O documentário mostra o incansável trabalho Daniela Zampollo, repórter e produtora do Profissão Repórter, da TV Globo. Para produzir imagens de dentro do hospital em cuja portaria estava de plantão, ela afixou uma câmera portátil em uma espécie de capacete que um médico concordou em usar dentro do hospital. Essa câmera registrou o desespero de uma médica diante da quantidade de mortes ocorridas em seu plantão. Mostrou uma tentativa de ressuscitação de um paciente em estado gravíssimo, até o momento em que os médicos desistem de tentar trazê-lo de volta à vida. Mostrou o desespero de uma mulher ao receber a notícia da morte de um familiar. Ela se ajoelha e o médico, como que em sinal de respeito e querendo ajudá-la, ajoelha-se também.
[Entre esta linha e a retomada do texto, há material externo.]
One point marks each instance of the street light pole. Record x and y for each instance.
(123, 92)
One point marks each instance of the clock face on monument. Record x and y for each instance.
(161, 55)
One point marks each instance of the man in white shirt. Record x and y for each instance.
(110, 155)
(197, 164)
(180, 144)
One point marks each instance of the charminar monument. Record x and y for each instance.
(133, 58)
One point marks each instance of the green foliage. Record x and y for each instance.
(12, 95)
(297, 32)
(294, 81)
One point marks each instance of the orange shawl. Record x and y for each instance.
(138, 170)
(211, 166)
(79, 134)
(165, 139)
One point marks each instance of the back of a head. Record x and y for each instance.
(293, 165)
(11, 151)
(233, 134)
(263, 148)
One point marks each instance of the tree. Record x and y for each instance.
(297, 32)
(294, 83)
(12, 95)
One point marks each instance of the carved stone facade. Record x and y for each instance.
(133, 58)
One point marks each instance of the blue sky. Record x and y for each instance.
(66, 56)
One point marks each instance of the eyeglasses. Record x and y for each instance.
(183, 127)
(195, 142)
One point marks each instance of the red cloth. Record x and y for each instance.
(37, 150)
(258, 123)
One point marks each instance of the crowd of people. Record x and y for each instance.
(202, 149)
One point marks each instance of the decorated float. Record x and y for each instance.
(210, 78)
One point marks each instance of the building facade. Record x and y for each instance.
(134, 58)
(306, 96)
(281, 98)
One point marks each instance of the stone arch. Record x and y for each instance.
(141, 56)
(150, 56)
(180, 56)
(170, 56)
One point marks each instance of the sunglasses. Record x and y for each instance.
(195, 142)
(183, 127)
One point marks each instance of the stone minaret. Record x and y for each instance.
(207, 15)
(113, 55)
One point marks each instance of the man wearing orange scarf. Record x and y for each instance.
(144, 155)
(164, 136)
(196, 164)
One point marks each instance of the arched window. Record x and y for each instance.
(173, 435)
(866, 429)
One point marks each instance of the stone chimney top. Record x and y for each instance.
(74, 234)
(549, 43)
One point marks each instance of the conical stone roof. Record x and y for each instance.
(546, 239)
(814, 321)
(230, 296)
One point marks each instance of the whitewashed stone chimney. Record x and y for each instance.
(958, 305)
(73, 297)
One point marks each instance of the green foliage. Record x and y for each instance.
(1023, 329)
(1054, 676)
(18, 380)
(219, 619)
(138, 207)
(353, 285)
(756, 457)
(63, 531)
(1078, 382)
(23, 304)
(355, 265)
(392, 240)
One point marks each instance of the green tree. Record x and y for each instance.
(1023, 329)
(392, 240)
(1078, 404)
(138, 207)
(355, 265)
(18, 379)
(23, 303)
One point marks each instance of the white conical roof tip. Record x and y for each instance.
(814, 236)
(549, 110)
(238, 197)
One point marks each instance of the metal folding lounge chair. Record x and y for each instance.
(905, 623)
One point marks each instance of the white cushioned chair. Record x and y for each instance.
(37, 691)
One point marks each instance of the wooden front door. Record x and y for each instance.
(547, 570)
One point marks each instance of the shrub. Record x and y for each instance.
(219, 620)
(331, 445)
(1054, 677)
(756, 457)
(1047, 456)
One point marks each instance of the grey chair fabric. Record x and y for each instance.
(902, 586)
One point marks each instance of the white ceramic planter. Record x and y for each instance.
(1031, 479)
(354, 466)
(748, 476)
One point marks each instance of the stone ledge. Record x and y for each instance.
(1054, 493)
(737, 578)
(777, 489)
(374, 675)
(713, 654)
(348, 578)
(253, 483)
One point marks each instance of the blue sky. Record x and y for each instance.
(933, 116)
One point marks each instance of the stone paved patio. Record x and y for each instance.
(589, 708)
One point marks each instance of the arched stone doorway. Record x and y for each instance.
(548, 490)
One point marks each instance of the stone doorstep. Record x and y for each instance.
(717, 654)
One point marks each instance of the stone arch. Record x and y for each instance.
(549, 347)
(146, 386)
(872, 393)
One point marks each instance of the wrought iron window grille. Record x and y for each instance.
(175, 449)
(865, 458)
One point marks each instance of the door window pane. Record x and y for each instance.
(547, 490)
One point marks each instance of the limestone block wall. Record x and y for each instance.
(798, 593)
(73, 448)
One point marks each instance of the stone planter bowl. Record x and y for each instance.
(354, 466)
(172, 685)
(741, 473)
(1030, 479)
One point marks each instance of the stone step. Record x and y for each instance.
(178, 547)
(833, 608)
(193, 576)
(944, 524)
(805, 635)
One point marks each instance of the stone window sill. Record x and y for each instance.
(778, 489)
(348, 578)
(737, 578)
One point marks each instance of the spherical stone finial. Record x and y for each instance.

O documentário vai ao Ceará, onde mostra o trabalho do repórter Everton Lucas, da TV Ceará, uma emissora pública daquele estado. Mostra o sofrimento de pessoas que perderam parentes. Mostra o incansável trabalho dos jornalistas que fazem a checagem de fake news, como Alessandra Monnerat, do projeto Comprova; e Roney Domingos, do G1; cujo pai morreu de Covid. No documentário, emocionado, ele fala sobre a importância do trabalho que faz. “É como estar envolvido em uma guerra em que, ao conseguir produzir uma checagem confiável, pode-se estar salvando vidas”, afirma Roney.
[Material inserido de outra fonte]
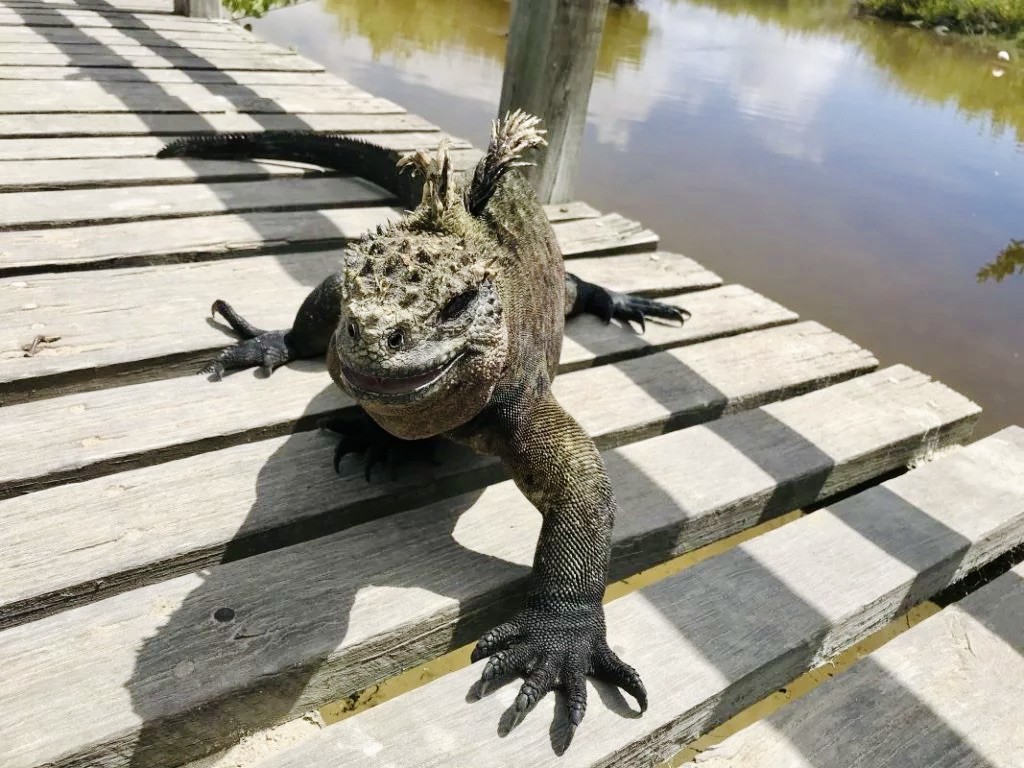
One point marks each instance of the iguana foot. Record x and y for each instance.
(607, 304)
(555, 648)
(266, 349)
(360, 434)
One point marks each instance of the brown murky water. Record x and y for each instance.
(859, 173)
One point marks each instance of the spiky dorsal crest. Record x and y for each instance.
(436, 171)
(510, 137)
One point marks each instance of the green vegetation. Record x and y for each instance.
(1005, 17)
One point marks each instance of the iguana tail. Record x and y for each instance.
(333, 151)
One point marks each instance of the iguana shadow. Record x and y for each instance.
(256, 639)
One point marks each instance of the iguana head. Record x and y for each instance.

Marcelo Carlucci, operador da TV Globo, emociona-se ao ser recebido por uma salva de palmas dos colegas, depois de se curar da Covid-19 Foto: Reprodução Globoplay

A sina que o jornalista carrega o leva a falar muito pouco de si. Mas o filme, de certa forma, quebra essa sina ao mostrar, também, os relatos dos jornalistas que, por também estarem na linha de frente, em hospitais e postos de saúde onde estão os doentes da Covid, acabaram ficando doentes. Uma das cenas finais do documentário registra o choro emocionado do operador da TV Globo Marcelo Carlucci, que ficou afastado porque contraiu a doença e que ao retornar à redação, é recebido com uma salva de palmas dos colegas.
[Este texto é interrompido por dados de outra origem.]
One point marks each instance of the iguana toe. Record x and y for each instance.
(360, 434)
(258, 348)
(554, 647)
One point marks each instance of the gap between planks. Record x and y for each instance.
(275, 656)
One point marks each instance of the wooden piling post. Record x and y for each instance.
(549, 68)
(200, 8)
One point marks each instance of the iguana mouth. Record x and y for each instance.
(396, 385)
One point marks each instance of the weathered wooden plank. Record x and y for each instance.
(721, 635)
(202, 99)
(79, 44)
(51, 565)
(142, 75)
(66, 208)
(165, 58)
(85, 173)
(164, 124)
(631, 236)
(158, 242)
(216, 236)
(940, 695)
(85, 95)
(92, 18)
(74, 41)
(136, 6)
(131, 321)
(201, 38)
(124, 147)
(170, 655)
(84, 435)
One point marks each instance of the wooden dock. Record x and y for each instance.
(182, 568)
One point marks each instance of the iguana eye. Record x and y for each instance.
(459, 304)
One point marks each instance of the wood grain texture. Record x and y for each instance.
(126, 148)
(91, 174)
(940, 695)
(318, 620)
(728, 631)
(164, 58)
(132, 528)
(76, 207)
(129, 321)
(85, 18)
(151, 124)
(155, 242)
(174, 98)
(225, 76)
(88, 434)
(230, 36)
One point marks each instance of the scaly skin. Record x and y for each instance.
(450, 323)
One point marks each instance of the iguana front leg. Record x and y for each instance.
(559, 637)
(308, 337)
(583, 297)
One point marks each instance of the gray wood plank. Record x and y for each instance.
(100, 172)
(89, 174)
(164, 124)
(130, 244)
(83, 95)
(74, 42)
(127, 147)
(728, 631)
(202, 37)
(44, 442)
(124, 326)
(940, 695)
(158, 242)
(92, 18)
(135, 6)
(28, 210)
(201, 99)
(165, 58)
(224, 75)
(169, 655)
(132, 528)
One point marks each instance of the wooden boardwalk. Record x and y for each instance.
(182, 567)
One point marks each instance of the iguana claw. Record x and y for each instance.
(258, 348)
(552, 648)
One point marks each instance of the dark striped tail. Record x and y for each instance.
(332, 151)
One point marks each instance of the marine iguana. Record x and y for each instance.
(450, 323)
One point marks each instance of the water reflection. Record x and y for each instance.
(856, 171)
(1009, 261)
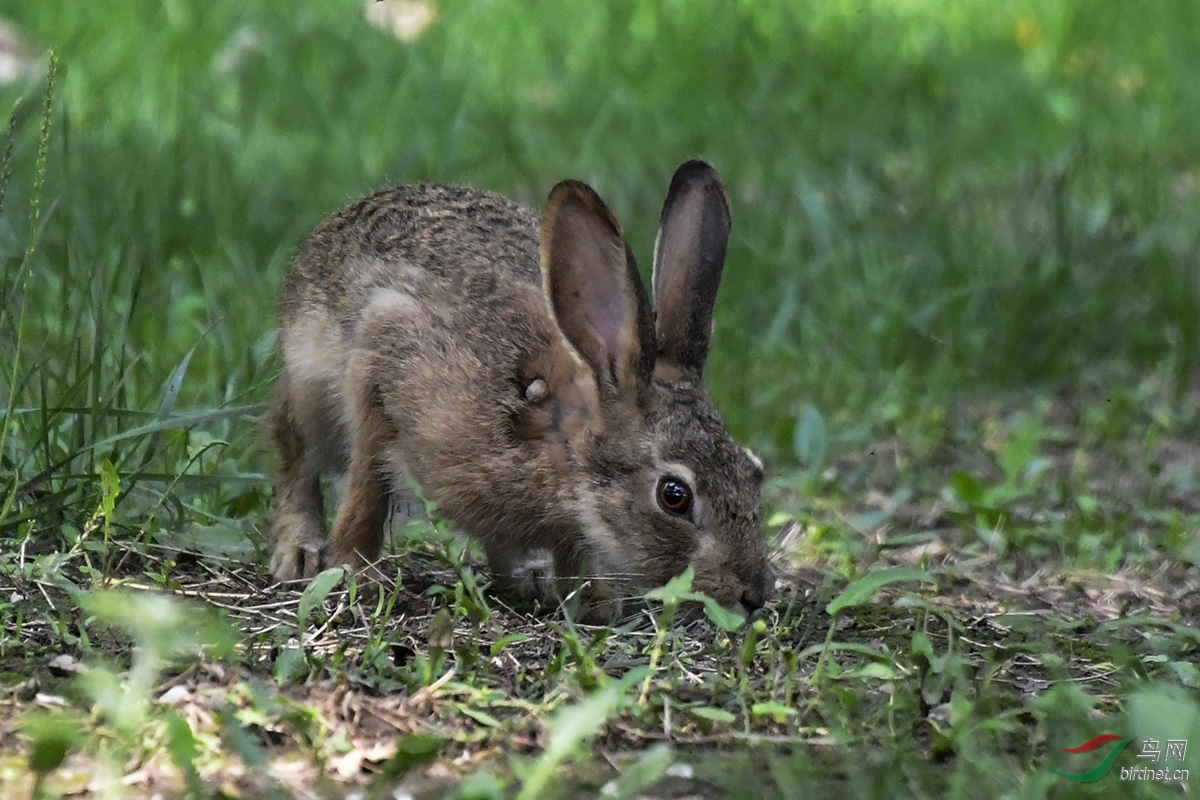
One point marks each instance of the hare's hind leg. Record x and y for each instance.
(359, 527)
(299, 527)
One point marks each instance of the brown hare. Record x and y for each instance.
(514, 368)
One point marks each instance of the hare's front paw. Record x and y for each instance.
(298, 547)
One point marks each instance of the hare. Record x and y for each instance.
(514, 368)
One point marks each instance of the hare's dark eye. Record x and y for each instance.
(673, 495)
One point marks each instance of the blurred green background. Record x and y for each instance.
(933, 198)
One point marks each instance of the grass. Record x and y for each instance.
(960, 320)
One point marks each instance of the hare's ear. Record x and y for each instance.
(689, 256)
(594, 290)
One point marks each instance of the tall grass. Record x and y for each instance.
(931, 197)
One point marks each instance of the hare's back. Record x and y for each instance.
(425, 238)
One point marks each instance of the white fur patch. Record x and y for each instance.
(757, 462)
(390, 302)
(600, 537)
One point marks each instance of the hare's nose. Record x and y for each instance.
(759, 594)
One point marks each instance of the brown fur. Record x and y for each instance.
(414, 326)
“Cercados” não levanta discussões sobre a linha editorial deste ou daquele veículo. Não é este seu objetivo. Sem grande mérito é o de mostrar uma realidade que poucos conhecem. E que não é glamourosa. É semelhante à de um tanto de outros profissionais, como médicos e enfermeiros, por exemplo, que também estão na linha de frente. “Cercados” deve ser visto com o olhar do “chão de fábrica” da produção da notícia. E nesse chão de fábrica da produção da notícia estão pessoas comuns. De carne e osso, que também sofrem, têm muitas dúvidas e também – o que talvez seja o mais importantes: são pessoas que perguntam. Talvez por isso, incomodem. Como ao presidente da República.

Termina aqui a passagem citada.